Politische Diskussion über Zwangsräumung entbrannt
Reinickendorf. Für die zwei Tage nach der Zwangsräumung ihrer Wohnung am 9. April verstorbene Rentnerin Rosemarie F. haben Anwohner eine kleine Trauerstätte vor ihrem ehemaligen Wohnhaus angelegt.
Kerzen werden regelmäßig entzündet, immer wieder Blumen niedergelegt. Auf einem schwarzen Schirm, der daneben liegt, steht in weißen Buchstaben: "Ich wünsche mir mehr Menschlichkeit." Der Baum, um den sich dieses Ensemble gruppiert, steht vor dem Haus Aroser Allee 92. Hier wohnte Rosemarie F. seit vielen Jahren, wie Nachbarn berichten. Ihre Mietzahlungen hatte die schwer behinderte 67-Jährige schon im vergangenen Jahr eingestellt. Auf Kontaktversuche des Sozialpsychiatrischen Dienstes reagierte sie nicht, Handwerker ließ sie nicht mehr in die Wohnung. Die Vermieterin sprach die Kündigung aus. Nach einigen juristischen Scharmützeln wurde die Wohnung am 9. April zwangsgeräumt.
Wie berichtet, kam Rosemarie F., die auch in dieser Zeit amtliche Hilfe ablehnte, bei Aktivisten des Bündnisses gegen Zwangsräumung unter. Einen Tag später, am 10. April, wurde ihr eine Unterkunft in der Weddinger Kälte Nothilfe angeboten. Dort wurde sie am 11. April von einem Mitbewohner nachmittags leblos in ihrem Bett vorgefunden. Das Ergebnis der von der Staatsanwaltschaft angeordneten Obduktion lag bei Redaktionsschluss noch nicht vor.
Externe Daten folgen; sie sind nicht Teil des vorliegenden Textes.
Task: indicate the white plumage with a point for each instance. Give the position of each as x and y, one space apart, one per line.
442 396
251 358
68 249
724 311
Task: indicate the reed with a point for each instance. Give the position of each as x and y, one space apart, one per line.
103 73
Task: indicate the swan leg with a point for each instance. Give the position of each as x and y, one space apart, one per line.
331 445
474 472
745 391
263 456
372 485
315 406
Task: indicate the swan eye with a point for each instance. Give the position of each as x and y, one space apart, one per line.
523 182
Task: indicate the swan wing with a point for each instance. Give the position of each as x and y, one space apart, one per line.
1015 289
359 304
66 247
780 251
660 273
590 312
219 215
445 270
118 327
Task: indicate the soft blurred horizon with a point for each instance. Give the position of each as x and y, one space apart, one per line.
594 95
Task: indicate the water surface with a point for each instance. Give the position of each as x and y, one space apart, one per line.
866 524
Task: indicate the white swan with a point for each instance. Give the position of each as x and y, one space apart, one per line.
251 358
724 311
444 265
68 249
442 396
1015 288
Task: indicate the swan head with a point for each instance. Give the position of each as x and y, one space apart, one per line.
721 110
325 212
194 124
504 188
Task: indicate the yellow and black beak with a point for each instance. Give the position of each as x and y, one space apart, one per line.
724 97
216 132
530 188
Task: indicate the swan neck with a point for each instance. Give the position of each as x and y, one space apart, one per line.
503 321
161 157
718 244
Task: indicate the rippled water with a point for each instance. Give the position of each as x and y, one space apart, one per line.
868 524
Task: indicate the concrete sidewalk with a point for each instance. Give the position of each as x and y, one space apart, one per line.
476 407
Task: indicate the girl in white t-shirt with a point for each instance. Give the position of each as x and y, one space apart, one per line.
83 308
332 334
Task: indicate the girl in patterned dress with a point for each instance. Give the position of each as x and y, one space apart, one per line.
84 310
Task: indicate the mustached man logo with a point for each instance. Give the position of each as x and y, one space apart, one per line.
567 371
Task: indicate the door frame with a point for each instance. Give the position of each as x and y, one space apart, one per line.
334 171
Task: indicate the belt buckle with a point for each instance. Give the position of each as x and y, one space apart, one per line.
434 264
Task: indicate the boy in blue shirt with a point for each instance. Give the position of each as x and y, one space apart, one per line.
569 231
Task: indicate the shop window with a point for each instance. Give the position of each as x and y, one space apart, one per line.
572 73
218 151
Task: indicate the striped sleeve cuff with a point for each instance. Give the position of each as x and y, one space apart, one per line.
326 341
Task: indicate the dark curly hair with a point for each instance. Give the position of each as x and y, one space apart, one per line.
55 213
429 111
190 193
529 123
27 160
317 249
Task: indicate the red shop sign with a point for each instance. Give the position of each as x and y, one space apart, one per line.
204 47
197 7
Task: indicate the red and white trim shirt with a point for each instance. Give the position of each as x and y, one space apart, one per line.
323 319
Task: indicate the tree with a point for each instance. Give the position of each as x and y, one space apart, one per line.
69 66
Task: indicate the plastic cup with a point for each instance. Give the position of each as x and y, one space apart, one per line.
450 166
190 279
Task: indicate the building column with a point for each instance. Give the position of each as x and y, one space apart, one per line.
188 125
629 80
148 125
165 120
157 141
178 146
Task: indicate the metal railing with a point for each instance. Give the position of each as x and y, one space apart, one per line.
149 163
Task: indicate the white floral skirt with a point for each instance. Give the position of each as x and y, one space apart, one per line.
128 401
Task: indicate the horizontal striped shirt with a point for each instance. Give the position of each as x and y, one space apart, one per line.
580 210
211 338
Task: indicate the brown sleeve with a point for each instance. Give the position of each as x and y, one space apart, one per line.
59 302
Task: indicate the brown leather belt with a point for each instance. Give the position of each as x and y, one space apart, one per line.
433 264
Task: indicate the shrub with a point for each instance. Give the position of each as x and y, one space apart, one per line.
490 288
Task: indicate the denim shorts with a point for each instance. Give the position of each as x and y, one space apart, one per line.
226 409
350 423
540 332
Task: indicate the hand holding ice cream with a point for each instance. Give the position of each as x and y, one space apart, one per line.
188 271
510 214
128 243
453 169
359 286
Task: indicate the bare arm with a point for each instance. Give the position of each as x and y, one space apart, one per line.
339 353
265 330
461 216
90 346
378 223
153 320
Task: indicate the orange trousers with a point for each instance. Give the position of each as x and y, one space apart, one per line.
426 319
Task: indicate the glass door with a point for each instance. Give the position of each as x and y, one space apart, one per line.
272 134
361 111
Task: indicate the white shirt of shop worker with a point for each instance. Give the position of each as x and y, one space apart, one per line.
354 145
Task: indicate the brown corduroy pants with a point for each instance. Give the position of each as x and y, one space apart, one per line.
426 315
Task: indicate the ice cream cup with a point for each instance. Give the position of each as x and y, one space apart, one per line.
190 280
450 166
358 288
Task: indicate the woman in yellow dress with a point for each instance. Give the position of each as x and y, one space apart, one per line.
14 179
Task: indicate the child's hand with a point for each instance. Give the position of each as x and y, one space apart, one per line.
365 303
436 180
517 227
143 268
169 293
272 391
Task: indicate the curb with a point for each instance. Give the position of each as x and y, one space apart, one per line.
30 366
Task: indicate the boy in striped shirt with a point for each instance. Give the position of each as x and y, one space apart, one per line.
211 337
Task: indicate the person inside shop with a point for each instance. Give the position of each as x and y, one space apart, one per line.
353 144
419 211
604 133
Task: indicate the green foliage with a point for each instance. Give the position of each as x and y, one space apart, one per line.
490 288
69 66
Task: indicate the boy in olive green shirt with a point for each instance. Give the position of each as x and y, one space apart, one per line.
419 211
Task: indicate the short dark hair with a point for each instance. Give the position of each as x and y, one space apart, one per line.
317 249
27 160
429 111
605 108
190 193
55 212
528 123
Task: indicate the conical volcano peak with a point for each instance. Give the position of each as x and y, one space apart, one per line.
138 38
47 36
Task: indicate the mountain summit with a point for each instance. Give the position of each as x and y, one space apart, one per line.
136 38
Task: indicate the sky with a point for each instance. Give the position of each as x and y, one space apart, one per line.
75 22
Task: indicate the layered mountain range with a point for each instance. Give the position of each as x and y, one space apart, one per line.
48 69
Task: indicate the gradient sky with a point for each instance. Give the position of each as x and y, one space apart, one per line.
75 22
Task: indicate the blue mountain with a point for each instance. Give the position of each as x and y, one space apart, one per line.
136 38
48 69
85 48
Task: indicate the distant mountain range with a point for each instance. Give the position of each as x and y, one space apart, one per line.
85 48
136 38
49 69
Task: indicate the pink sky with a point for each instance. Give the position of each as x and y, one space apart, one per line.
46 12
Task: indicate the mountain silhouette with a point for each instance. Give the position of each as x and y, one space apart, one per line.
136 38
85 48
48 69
Inzwischen ist eine politische Diskussion darüber entbrannt, ob die Zwangsräumung nicht doch hätte verhindert und Rosemarie F. nicht doch hätte amtliche Hilfe zu Teil werden können. Der Piraten-Verordnete Michael Schulz will sich die offiziellen Akten zu dem Fall ansehen. Der Kreisvorsitzende von Bündnis 90/Die Grünen, Marvin Hassan, sieht die Politik in der Pflicht, "ein System vorzuhalten, in dem es gar nicht erst zu Zwangsräumungen kommt". Es sei zu prüfen, wie Menschen, die sich nicht selbst helfen können, durch die notwendigen Alltagsaufgaben begleitet werden. Auch Angebote wie Hausbesuche gehörten auf den Prüfstand.